The reporter="destination" filter is important: Envoy emits duplicate metrics from both the source sidecar (reporter=source) and the destination sidecar (reporter=destination). Using destination avoids double-counting and gives you the latency as seen by the receiving end, which is the correct view for SLO compliance. Use reporter=source only when you specifically need the client-perceived latency including network transit time.

Linkerd observability — same signals, different shape: Linkerd emits the same golden signals via its own metric names: request_total, response_latency_ms_bucket, tcp_open_connections. The Linkerd Viz extension ships a set of Grafana dashboards and a CLI: linkerd viz stat deploy gives you a live terminal table of success rate, RPS, and p99 latency per deployment. linkerd viz edges shows the mTLS status of every pod-to-pod edge. linkerd viz tap deploy/payments --to deploy/database streams live request details — method, path, response code, latency — without a full trace backend.
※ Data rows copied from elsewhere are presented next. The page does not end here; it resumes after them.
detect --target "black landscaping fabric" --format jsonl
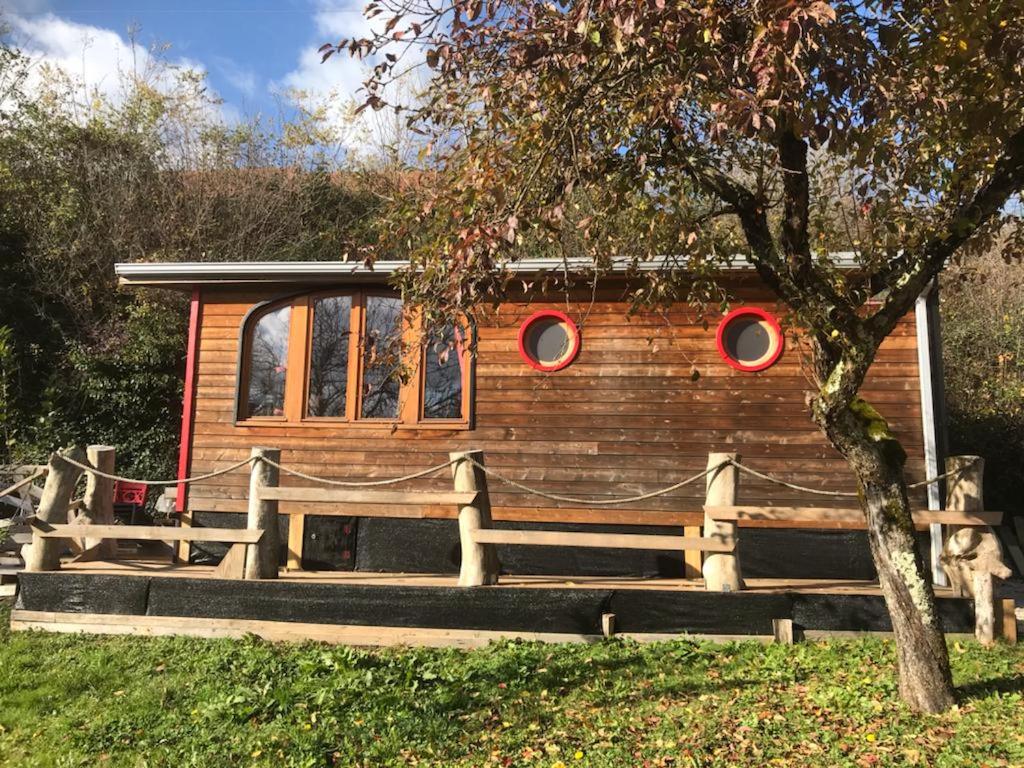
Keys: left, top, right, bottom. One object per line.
{"left": 354, "top": 519, "right": 928, "bottom": 580}
{"left": 16, "top": 572, "right": 977, "bottom": 636}
{"left": 15, "top": 572, "right": 150, "bottom": 615}
{"left": 189, "top": 512, "right": 289, "bottom": 566}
This tap feature is the Linkerd equivalent of Envoy's access logs and is invaluable during development.

Connecting Metrics, Traces, and Logs: Exemplars

The final piece of production mesh observability is exemplar linkage — the ability to click on a spike in a Grafana latency panel and jump directly to a representative trace. Prometheus 2.43+ supports native exemplars: a histogram bucket can carry a trace_id label alongside the observation. Envoy 1.24+ emits exemplars when tracing is enabled.

With Grafana 9+, a latency panel backed by a Prometheus histogram with exemplars shows scatter dots overlaid on the quantile line. Each dot is a real request with a real trace ID. Clicking a dot opens Jaeger or Tempo filtered to that trace. This closes the loop: you see the p99 spike in your SLO dashboard, click the worst exemplar, land on the trace waterfall that shows exactly which service and which downstream call drove the spike. No grep, no log correlation, no context switching between four tools.

At organizations running hundreds of services — Airbnb, Pinterest, Shopify — the exemplar linkage pattern is considered mandatory for any latency SLO dashboard. The mesh provides the trace IDs for free; the only requirement is Prometheus scraping with exemplar support (--enable-feature=exemplar-storage flag on Prometheus) and a Grafana data source configured to use them.